I am new to Linear Algebra and would like some feedback regarding my answer to the following question
A and B are two square matrices of order n. Prove or refute (with a counterexample) the following statements:
- If A is real and the algebraic multiplicity of each one of its eigenvalues is 1, then A is diagonalizable over R.
- If A and B have the same characteristic polynomial, then they have the same rank as well.
- If A and B are row-equivalent, then they have the same characteristic polynomial.
- If A and B are similar, then $A^k$ and $B^k$ are similar (k is a natural number).
My answer:
1.
$1 \leq$ geometric multiplicity $\leq$ algebraic multiplicity
If the algebraic multiplicity of each eigenvalue is 1, then $1 \leq$ geometric multiplicity $\leq$ 1, therefore the geometric multiplicity is 1. This means that the geometric multiplicity and the algebraic multiplicity are equal, and therefore the matrix is diagonalizable over R.
2.
The statement is incorrect. Counterexample:
A=$$\begin{bmatrix}0&1\\0&0 \end{bmatrix}$$ A's rank is 1, and its characteristic polynomial is $λ^2$.

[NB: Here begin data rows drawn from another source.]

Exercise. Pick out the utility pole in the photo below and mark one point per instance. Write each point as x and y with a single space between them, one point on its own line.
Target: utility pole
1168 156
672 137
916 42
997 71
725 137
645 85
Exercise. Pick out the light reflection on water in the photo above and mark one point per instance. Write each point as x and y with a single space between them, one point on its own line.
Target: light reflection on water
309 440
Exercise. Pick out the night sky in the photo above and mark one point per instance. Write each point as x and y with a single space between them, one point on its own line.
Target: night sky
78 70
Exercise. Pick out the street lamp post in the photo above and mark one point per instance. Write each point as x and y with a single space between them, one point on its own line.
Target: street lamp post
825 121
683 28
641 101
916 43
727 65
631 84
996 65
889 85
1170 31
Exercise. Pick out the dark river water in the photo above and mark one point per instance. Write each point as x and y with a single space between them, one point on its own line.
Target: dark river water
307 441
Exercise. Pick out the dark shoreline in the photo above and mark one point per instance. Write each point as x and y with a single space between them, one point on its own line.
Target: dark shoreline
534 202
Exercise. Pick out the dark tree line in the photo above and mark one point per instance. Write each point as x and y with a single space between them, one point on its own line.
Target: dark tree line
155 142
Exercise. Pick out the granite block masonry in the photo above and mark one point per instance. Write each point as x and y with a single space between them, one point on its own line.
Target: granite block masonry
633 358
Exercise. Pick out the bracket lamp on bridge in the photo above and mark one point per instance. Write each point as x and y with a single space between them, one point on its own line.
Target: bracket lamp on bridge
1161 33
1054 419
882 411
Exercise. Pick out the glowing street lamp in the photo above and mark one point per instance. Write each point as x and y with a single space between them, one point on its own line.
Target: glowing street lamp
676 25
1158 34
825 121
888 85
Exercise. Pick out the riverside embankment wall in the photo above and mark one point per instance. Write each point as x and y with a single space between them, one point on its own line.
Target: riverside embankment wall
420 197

B= $$\begin{bmatrix} 0&0\\0&0 \end{bmatrix}$$ B's rank is 0, and its characteristic polynomial is $λ^2$.
3.
The statement is incorrect. Counterexample:
A= $$\begin{bmatrix} 2&0\\0&2 \end{bmatrix}$$
B= $$\begin{bmatrix} 1&0\\0&1 \end{bmatrix}$$
These two matrices are row equivalent, but A's characteristic polynomial is (λ-2)(λ-2), while B's characteristic polynomial is (λ-1)(λ-1).
4.
Correct: by definition A and B are similar if and only if there is an invertible matrix P, which satisfies $P^{-1}AP=B$
If $P^{-1}AP=B$, then $A=PBP^1$
$A^k=PDP^{-1}·PDP^{-1}…PDP^{-1}$, which repeats itself k times. As $P^{-1}·P$ cancel out, $A^k=PB^kP^{-1}$. Therefore $P^{-1}A^kP=P^{-1}PB^kP^{-1}P=B^k$
Thank you!